PARIS (Reuters) - Les opérateurs télécoms vont investir trois milliards d'euros sur trois ans pour améliorer la couverture mobile sur le territoire français, dans le cadre d'un accord contraignant conclu avec le gouvernement, annonce dans un entretien au Journal du Dimanche le secrétaire d'Etat auprès du ministre de la Cohésion des territoires, Julien Denormandie.

"Nous sommes parvenus vendredi matin à cet accord avec (les quatre principaux opérateurs), sur proposition de l'Arcep, le gendarme des télécoms", déclare-t-il.

"Par cet accord, ils s'engagent à consentir plus de trois milliards d'euros d'efforts financiers", poursuit-il. "Nous allons faire en trois ans ce que nous avons fait jusqu'ici en quinze ans pour déployer la téléphonie mobile".

Ces investissements pour renforcer les infrastructures de téléphonie - antennes, pylônes ou autres - sont destinés à atteindre les objectifs fixés par le président de la République lors de la conférence nationale des territoires mi-juillet, à savoir "un bon débit pour tous d'ici à 2020, du très haut débit d'ici à 2022 et l'accélération d'une téléphonie mobile de qualité", explique Julien Denormandie.

Cet accord contraignant, "avec des obligations assorties de sanctions, et non de simples engagements" prévoit que chaque opérateur fournisse 5.000 installations supplémentaires, avec des mutualisations - c'est-à-dire des équipements partagés - dans certains endroits, comme les "zones blanches" actuelles.

Il prévoit également un "déploiement massif de la 4G" afin que "d'ici à 2020, plus de 10.000 communes qui sont aujourd'hui en 2G ou 3G passeront à la 4G", ainsi que "des obligations de bonne couverture à l'intérieur de certains bâtiments", précise Julien Denormandie.

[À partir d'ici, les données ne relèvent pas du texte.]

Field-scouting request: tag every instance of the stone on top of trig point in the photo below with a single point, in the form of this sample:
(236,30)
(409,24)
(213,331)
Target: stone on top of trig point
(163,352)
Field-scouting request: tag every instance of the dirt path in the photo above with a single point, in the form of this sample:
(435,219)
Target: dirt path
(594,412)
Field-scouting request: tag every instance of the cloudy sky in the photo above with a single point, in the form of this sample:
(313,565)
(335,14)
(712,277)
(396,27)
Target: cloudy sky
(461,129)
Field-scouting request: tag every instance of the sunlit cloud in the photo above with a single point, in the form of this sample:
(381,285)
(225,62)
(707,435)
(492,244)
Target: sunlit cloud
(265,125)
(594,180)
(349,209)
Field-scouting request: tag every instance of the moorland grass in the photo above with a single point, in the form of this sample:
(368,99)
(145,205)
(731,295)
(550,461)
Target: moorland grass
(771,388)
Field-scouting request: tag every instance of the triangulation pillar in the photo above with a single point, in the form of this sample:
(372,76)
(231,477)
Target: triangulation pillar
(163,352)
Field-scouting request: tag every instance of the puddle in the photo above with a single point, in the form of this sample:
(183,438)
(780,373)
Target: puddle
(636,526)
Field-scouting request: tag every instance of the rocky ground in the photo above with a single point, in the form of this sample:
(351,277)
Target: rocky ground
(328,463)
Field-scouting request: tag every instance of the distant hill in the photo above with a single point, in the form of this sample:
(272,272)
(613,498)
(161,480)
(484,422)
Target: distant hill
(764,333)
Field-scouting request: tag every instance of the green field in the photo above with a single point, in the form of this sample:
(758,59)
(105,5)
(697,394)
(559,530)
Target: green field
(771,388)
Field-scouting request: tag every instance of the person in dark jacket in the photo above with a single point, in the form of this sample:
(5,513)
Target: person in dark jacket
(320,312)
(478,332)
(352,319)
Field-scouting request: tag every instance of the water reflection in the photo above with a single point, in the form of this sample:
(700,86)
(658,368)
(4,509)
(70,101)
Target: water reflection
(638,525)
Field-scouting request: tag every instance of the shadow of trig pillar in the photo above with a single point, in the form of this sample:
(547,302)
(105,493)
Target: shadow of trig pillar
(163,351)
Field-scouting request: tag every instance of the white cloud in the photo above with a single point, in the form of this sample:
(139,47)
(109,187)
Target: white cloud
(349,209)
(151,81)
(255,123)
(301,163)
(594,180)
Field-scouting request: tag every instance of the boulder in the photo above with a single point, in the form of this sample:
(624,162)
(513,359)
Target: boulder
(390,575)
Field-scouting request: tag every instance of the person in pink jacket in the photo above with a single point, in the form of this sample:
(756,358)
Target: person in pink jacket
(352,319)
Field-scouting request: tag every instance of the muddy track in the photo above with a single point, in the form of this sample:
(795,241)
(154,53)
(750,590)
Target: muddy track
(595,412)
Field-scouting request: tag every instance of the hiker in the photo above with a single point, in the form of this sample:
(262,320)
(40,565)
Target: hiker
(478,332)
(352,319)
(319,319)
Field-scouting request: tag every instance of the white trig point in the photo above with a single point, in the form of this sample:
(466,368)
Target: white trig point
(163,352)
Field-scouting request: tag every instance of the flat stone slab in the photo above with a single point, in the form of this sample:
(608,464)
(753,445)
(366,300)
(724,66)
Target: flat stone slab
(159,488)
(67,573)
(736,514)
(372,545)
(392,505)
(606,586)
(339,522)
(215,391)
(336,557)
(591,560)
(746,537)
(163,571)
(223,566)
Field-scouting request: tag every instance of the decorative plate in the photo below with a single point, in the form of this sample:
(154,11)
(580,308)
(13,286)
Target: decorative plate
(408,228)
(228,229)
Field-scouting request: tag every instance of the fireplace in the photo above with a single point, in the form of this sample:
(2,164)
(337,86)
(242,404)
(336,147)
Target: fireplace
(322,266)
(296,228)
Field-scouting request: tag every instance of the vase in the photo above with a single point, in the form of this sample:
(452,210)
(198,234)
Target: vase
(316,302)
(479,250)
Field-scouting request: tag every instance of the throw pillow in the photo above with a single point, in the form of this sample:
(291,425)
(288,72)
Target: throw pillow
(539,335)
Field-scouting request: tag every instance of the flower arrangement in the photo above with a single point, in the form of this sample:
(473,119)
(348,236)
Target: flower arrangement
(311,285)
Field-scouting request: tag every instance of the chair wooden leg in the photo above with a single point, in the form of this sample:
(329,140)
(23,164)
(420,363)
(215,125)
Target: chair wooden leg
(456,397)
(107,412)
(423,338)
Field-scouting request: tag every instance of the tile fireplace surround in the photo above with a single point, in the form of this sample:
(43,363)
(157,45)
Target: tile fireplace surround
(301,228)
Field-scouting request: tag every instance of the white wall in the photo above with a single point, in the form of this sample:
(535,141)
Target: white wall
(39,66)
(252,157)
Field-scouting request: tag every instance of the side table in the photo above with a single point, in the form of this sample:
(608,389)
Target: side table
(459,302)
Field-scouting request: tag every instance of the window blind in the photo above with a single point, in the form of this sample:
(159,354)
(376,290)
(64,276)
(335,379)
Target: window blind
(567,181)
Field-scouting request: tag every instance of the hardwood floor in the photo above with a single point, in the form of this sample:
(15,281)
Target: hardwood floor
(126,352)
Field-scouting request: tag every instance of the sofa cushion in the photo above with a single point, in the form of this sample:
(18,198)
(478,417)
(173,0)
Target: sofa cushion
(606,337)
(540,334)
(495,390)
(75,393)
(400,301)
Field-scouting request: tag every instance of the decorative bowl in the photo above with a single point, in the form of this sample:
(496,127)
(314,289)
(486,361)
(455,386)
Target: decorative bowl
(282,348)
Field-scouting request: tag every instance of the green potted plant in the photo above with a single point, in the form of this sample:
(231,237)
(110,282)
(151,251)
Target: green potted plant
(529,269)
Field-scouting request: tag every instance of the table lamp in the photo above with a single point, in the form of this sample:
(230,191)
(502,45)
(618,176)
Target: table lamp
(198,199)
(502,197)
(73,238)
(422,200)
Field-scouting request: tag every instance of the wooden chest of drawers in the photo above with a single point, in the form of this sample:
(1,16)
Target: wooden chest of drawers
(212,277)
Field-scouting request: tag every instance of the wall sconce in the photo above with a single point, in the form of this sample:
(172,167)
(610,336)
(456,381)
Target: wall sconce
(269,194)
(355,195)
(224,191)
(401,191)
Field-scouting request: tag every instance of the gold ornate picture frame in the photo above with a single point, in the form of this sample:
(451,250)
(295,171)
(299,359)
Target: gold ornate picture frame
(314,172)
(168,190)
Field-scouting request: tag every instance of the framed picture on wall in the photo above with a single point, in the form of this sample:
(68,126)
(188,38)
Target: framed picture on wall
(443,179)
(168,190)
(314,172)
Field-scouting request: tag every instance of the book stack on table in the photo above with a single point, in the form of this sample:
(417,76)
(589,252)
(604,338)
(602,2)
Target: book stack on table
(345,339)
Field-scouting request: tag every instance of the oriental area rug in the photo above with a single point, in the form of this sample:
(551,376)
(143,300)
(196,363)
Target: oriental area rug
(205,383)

Les opérateurs s'engagent aussi à couvrir les principaux axes de transport, dont les axes ferroviaires, lignes de TER comprises.

Ils assureront "à 100 %" le financement des nouvelles installations "à la fois pour leur construction et leur gestion".

"L'État et les collectivités locales ne débourseront rien", assure Julien Denormandie. Pour parvenir à cet accord, les pouvoirs publics ont fait jouer l'argument du renouvellement programmé des bandes de fréquences mobiles, comme annoncé par le président de l'Arcep dans une interview à Reuters en juillet.

Plutôt que de mettre aux enchères le renouvellement à venir de ces fréquences, le gouvernement a donc opté pour un renouvellement en contrepartie d'une accélération massive des déploiements d'infrastructures, souligne Julien Denormandie.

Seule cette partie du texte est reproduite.